Es klingelte einmal. Zweimal. Dreimal.
Oh Gott, bitte. Bitte heben Sie ab.
Ich stand auf. Meine Beine zitterten, ich fühlte mich benebelt und machte mich schon bereit, mich zu übergeben, als ich eine grummelnde Stimme durch das Handy hörte.
»Detective Winter.«
»I-Ich brauche Hilfe«, sagte ich sofort. Es gab doch nichts Besseres, als direkt zum Punkt zu kommen.
»Wer ist da?« Winters Stimme hörte sich besorgt an.
»Sebastian Snow.«
»Snow?«
»Sie waren gestern …«
»Ich weiß, wer Sie sind. Was ist los?«
Wie sollte ich das nur erklären? Ich atmete tief ein und sagte schließlich mit einer Stimme, die möglicherweise zu gefasst klang: »Es gab einen Unfall in Mikes Laden. Bond Antiquitäten.« Ich drehte mich zu den Regalen um. Jemand hatte dort gestanden. Wieso war die Person nicht auch hinter mir her? Sie war es, die Mike das angetan hatte. Oder?
»Was für einen Unfall?«, fragte Winter.
Ich antwortete nicht. Gedanklich entfernte ich mich von dem Anruf, als ich langsam wieder auf den Anfang des T-Umrisses zuging.

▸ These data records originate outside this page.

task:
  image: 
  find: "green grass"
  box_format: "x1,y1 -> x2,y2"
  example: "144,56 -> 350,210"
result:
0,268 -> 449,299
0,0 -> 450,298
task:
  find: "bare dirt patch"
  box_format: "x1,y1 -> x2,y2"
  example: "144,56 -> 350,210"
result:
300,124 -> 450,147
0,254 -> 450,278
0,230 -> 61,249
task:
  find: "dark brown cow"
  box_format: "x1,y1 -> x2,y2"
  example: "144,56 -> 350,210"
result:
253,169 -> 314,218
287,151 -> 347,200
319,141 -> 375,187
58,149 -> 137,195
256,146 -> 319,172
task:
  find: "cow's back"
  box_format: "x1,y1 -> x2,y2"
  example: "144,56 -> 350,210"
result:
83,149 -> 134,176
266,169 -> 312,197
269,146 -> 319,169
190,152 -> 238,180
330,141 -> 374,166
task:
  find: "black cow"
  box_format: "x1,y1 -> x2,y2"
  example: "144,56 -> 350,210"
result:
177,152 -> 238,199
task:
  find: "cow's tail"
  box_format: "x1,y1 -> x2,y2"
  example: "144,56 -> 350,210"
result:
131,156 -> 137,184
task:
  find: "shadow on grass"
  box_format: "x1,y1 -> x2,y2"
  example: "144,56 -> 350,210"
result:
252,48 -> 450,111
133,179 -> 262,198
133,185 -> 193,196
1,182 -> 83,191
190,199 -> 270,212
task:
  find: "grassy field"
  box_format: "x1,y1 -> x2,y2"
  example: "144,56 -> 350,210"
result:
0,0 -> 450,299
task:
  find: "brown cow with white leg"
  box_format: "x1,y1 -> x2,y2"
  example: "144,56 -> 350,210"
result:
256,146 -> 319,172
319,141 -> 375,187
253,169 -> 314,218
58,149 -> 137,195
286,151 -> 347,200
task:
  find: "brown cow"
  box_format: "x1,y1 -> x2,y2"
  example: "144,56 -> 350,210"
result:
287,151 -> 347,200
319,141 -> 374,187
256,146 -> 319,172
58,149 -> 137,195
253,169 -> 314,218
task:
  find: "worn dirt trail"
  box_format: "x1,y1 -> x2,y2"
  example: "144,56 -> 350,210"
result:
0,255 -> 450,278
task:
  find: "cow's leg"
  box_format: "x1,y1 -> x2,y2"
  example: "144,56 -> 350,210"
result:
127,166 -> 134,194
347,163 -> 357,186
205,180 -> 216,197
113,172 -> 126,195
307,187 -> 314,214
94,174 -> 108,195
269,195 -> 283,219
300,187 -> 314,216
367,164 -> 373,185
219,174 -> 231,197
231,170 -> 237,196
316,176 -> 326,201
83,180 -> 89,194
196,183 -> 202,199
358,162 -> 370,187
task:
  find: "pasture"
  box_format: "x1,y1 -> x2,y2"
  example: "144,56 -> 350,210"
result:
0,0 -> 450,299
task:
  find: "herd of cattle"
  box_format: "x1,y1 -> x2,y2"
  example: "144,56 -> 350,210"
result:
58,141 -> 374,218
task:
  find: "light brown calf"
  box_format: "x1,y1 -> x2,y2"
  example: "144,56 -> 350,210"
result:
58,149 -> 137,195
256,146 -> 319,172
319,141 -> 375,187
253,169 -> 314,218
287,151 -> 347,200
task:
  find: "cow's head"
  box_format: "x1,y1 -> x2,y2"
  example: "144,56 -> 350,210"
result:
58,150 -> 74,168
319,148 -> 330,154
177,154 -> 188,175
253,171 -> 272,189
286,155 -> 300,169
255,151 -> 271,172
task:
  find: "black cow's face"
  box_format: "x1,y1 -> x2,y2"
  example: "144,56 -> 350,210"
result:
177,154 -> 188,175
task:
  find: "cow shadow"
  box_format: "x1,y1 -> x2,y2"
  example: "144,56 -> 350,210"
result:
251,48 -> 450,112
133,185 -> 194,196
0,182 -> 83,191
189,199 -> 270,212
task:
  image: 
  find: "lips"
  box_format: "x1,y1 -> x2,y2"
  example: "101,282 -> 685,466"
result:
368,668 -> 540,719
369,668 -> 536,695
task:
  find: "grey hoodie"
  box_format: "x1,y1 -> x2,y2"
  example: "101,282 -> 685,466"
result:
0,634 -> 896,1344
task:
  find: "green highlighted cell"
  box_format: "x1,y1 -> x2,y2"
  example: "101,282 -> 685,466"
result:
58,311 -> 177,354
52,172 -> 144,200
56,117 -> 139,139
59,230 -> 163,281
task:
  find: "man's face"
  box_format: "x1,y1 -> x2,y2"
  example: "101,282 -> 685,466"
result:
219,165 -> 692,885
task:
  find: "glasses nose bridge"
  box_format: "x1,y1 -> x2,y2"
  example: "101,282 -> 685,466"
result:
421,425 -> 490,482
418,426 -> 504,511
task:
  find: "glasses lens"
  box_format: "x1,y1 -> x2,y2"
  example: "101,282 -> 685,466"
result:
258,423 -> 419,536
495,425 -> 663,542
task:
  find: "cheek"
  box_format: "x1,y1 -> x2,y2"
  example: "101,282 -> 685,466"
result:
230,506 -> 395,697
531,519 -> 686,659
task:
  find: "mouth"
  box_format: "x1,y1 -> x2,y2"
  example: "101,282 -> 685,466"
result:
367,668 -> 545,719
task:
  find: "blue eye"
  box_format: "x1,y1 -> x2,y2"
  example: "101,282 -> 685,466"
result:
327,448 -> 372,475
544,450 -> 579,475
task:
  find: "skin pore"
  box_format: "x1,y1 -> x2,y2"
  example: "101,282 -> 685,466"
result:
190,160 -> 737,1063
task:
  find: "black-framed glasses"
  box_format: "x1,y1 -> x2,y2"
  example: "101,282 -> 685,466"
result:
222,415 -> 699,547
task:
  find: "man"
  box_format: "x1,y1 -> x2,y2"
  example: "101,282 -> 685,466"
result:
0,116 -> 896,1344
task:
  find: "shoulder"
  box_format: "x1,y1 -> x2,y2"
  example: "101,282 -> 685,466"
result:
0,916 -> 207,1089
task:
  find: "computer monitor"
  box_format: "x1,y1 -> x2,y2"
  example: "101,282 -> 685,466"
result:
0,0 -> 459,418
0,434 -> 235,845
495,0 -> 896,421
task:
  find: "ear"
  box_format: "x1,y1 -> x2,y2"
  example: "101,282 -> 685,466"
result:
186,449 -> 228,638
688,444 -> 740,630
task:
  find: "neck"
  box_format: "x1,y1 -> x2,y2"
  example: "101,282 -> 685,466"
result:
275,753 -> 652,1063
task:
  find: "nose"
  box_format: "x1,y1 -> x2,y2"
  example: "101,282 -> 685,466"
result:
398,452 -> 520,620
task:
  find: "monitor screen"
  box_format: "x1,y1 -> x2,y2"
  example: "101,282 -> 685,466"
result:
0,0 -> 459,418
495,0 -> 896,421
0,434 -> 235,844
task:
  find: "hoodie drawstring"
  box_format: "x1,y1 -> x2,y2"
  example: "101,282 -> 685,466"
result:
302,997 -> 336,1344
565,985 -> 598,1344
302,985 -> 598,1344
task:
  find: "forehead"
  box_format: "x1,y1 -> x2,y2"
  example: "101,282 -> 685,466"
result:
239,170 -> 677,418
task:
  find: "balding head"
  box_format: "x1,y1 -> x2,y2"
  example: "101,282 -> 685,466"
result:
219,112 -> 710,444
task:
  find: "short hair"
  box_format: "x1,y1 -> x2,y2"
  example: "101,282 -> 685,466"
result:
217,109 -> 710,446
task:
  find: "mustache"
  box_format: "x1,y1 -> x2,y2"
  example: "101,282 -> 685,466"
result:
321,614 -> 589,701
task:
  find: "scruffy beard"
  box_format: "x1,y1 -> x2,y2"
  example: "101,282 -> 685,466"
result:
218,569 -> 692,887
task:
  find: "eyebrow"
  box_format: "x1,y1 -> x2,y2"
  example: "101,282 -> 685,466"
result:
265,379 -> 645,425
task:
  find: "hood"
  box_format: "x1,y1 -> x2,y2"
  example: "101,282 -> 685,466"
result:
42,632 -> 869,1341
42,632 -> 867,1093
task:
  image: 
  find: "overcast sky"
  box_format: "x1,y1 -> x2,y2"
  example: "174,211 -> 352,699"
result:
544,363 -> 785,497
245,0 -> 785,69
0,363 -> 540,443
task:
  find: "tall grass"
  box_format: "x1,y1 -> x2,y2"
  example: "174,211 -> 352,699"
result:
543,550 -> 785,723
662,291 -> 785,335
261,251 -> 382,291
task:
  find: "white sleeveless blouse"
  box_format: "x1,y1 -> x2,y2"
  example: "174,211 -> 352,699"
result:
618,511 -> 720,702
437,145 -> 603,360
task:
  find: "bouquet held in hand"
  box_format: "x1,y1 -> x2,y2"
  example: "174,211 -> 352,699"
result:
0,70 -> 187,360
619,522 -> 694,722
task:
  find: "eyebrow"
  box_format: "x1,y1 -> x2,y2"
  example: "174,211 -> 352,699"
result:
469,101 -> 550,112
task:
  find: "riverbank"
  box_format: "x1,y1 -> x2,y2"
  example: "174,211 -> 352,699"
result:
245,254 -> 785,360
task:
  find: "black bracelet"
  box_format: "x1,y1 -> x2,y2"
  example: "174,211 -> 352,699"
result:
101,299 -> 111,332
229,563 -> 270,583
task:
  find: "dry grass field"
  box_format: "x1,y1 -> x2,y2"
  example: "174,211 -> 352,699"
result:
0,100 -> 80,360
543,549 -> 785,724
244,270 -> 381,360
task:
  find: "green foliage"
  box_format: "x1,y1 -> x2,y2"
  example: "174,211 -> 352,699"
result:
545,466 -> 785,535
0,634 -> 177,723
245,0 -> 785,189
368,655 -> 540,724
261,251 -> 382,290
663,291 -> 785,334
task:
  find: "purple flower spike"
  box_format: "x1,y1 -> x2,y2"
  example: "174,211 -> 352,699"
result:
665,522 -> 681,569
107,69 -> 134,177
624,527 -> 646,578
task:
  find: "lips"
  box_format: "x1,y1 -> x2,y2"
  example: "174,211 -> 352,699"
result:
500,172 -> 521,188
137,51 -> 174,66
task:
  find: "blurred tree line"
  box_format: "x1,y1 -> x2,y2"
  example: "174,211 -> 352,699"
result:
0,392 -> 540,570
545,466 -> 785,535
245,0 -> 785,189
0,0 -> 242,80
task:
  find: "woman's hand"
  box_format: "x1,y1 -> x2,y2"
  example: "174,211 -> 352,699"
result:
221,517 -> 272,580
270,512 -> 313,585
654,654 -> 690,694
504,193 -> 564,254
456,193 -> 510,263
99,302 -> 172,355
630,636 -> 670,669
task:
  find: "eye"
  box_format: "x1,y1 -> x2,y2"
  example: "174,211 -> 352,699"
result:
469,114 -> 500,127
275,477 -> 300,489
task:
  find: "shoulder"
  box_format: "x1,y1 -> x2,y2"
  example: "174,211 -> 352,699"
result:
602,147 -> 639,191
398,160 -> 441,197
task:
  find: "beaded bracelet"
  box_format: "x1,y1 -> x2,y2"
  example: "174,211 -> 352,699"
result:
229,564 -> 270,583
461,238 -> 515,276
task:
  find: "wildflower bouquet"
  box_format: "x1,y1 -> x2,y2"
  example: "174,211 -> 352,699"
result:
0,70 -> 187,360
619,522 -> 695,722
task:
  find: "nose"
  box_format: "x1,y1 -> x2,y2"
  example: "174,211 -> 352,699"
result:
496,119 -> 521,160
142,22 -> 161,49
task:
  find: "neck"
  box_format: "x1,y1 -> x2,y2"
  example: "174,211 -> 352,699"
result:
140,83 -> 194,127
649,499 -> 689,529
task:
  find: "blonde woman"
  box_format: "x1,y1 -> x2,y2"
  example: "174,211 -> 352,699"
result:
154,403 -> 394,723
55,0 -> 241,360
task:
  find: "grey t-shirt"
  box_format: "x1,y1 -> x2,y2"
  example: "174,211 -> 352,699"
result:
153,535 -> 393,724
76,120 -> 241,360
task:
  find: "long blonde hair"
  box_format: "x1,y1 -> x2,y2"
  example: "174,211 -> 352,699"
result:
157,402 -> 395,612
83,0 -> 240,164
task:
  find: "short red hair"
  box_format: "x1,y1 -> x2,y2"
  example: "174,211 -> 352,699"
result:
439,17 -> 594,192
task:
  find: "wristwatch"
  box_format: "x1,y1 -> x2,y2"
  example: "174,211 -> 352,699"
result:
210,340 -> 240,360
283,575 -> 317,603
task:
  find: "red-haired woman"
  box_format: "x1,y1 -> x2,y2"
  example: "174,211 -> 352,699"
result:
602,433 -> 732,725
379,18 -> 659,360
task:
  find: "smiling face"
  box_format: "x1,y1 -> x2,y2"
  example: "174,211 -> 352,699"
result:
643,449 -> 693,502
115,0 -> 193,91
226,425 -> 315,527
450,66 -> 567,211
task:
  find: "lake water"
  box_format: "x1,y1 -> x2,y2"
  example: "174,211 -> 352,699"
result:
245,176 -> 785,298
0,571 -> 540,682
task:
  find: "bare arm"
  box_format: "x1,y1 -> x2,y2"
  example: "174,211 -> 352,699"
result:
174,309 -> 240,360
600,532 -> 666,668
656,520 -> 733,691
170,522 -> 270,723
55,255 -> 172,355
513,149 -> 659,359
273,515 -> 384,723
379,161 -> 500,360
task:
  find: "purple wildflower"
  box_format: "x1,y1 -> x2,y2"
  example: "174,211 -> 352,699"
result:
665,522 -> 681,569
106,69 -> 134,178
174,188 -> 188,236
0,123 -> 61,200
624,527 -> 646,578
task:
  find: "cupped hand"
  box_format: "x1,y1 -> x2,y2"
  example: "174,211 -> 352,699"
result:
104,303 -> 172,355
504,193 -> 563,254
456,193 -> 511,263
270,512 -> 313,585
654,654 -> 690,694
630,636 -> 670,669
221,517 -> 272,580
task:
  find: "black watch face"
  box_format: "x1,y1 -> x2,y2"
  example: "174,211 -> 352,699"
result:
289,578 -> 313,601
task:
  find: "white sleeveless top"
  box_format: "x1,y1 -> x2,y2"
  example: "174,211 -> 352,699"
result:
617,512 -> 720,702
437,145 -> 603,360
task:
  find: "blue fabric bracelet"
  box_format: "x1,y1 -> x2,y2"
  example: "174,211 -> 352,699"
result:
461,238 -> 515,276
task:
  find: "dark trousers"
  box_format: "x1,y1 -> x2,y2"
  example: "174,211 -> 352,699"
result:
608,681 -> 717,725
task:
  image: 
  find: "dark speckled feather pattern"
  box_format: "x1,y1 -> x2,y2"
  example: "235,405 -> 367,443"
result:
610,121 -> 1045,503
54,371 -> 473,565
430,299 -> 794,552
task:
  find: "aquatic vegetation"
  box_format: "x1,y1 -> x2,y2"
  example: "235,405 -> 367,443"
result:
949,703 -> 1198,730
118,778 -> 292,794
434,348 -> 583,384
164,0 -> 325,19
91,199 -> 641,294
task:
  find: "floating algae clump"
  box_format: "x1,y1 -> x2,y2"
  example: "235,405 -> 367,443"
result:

Wenn ich jetzt rausrannte, würde der Mörder entkommen und niemand erfahren, was dem armen, gottverdammten Mike zugestoßen war. Ich hatte eine Scheißangst, aber ich bewegte mich weiter vorwärts.
»Sebastian? Sind Sie noch da? Sebastian«, meldete sich Winter wieder.
»Sch«, zischte ich.
»Geht es Ihnen gut?«
Ich war schon fast an der Abzweigung angekommen. Etwas stimmte nicht. Dieser Typ, oder diese Frau, hätte schon längst herauskommen müssen. Die Person hätte meinen Anruf hören müssen, oder zumindest Winter durch das Handy. Ein letztes Mal holte ich tief Luft und sah um die Ecke.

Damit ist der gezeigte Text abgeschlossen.